2 I directed BFPL to draw up a minute to reflect the content of my decision.
3 BFPL sought an order in the following terms:
1. The first respondent/second cross-claimant provide security for costs for the applicant/seventh cross-respondent in respect of the first respondent/second cross-claimant's cross-claim up until the date he files an affidavit of discovery in the amount of $100,000.00 to be held in an interest bearing trust account in the joint names of the solicitors for the applicant/seventh cross-respondent and first respondent/second cross-claimant.
2. The first respondent/second cross-claimant's cross-claim be stayed until security is given in accordance with order 1.
3. In the event that the first respondent/second cross-claimant does not give security in accordance with order 1 within 30 days of this order, the first respondent/second cross-claimant's cross-claim in these proceedings be dismissed.
4. The applicant/seventh cross-respondent has liberty to apply for further security following the date on which the first respondent/second cross-claimant files and serves an affidavit of discovery.

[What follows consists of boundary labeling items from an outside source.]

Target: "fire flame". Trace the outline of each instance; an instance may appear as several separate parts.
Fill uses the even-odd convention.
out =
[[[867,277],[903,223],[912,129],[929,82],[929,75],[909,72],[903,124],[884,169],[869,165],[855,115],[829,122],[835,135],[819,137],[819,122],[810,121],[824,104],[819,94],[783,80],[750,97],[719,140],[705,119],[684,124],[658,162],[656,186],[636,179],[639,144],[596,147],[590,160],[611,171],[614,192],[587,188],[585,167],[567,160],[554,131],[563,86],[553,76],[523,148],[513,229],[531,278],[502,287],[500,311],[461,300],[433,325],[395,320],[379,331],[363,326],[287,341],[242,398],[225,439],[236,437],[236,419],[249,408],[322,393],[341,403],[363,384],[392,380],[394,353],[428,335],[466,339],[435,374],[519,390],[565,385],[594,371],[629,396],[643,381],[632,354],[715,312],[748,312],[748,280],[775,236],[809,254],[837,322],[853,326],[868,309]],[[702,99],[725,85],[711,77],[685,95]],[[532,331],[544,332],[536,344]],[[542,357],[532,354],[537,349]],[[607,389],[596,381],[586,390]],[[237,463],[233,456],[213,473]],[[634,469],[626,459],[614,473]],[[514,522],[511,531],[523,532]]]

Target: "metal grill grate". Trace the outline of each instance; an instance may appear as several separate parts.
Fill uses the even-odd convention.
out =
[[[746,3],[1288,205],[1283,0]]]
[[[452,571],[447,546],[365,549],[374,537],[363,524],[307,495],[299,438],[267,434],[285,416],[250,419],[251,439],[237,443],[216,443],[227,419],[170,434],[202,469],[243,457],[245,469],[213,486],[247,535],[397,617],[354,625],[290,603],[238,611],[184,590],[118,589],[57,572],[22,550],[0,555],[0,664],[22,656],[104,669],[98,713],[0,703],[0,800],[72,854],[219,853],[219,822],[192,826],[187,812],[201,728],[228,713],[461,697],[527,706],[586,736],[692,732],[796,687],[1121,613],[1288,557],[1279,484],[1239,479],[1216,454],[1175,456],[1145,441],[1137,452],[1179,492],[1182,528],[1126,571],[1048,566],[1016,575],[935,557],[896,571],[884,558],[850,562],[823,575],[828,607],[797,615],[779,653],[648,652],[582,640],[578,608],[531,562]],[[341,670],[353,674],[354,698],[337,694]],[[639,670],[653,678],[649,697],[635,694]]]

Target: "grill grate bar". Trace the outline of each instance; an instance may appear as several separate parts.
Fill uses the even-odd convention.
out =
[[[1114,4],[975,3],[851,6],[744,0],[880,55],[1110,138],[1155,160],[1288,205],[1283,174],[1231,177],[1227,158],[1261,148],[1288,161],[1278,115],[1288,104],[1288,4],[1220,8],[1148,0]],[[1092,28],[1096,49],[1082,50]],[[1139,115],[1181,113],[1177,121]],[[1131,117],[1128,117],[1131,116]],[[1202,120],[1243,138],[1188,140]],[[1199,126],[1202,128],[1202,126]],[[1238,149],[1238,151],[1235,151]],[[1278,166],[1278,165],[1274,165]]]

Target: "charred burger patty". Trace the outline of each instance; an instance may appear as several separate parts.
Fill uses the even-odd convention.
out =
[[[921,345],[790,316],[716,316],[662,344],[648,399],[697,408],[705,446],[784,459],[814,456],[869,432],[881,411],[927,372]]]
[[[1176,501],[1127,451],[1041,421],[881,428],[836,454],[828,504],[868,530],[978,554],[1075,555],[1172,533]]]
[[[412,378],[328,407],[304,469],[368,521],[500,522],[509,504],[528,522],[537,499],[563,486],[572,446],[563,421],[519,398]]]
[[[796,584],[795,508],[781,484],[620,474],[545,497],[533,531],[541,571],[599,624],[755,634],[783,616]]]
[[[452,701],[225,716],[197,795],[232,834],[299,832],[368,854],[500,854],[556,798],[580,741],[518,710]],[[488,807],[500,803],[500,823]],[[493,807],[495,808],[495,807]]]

5. The first respondent/second cross-claimant pay the applicant/seventh cross-respondent's costs of this application, to be taxed if not agreed.
6. The parties have liberty to apply.
4 To the extent that non-compliance with provision of security should give rise to dismissal of the proceeding (proposed order 3), Mr Oswal strongly objects to such a sanction being imposed. Mr Oswal contends that such an order would be 'extraordinary' and that BFPL cannot satisfy the requirements of making a self-executing order of that nature.
5 BFPL presses for the dismissal sanction on the basis that there is nothing 'extraordinary' about such a sanction as it is clearly and unambiguously contemplated by r 19.01(1)(c) of the Federal Court Rules 2011 (the Rules). BFPL argues that the Court has a broad and unfettered discretion with respect to the manner in which the security is to be given, bearing in mind all of the relevant circumstances to the case.
6 For BFPL it is suggested that Mr Oswal has a history of delay or non-compliance with Court orders. Reference is made to Mr Oswal's failure to pay an initial tranche of $150,000 by way of security in the Victorian Supreme Court proceedings as discussed in Burrup No 3. BFPL also points to the fact that Mr Oswal has been on notice of the orders sought by BFPL in this proceeding including the dismissal order since the application was filed but no specific objection to that order was raised. BFPL complains that it should not be forced to undergo the time and cost of having to apply separately to the Court to obtain a self-executing order for dismissal of the cross-claim which would be an additional cost it would be unable to recover.
7 There will be prejudice, BFPL contends, if the proceeding is simply stayed as there will be uncertainty as to when the cross-claim may resume. BFPL argues that the Court is entitled to take into account the proper utilisation of its resources (Idoport Pty Ltd v National Australia Bank Ltd [2002] NSWSC 18 (at [51]-[52] and [53]-[55]). Accordingly, if Mr Oswal wishes to maintain a claim of such magnitude utilising the Court's resources, BFPL submits that he should face the prospect of dismissal if he fails to provide security 'particularly in circumstances where the Court is entitled to be extremely suspicious of the merits and bona fides of the Costs Overruns Agreement and/or Costs Overruns Assumption'.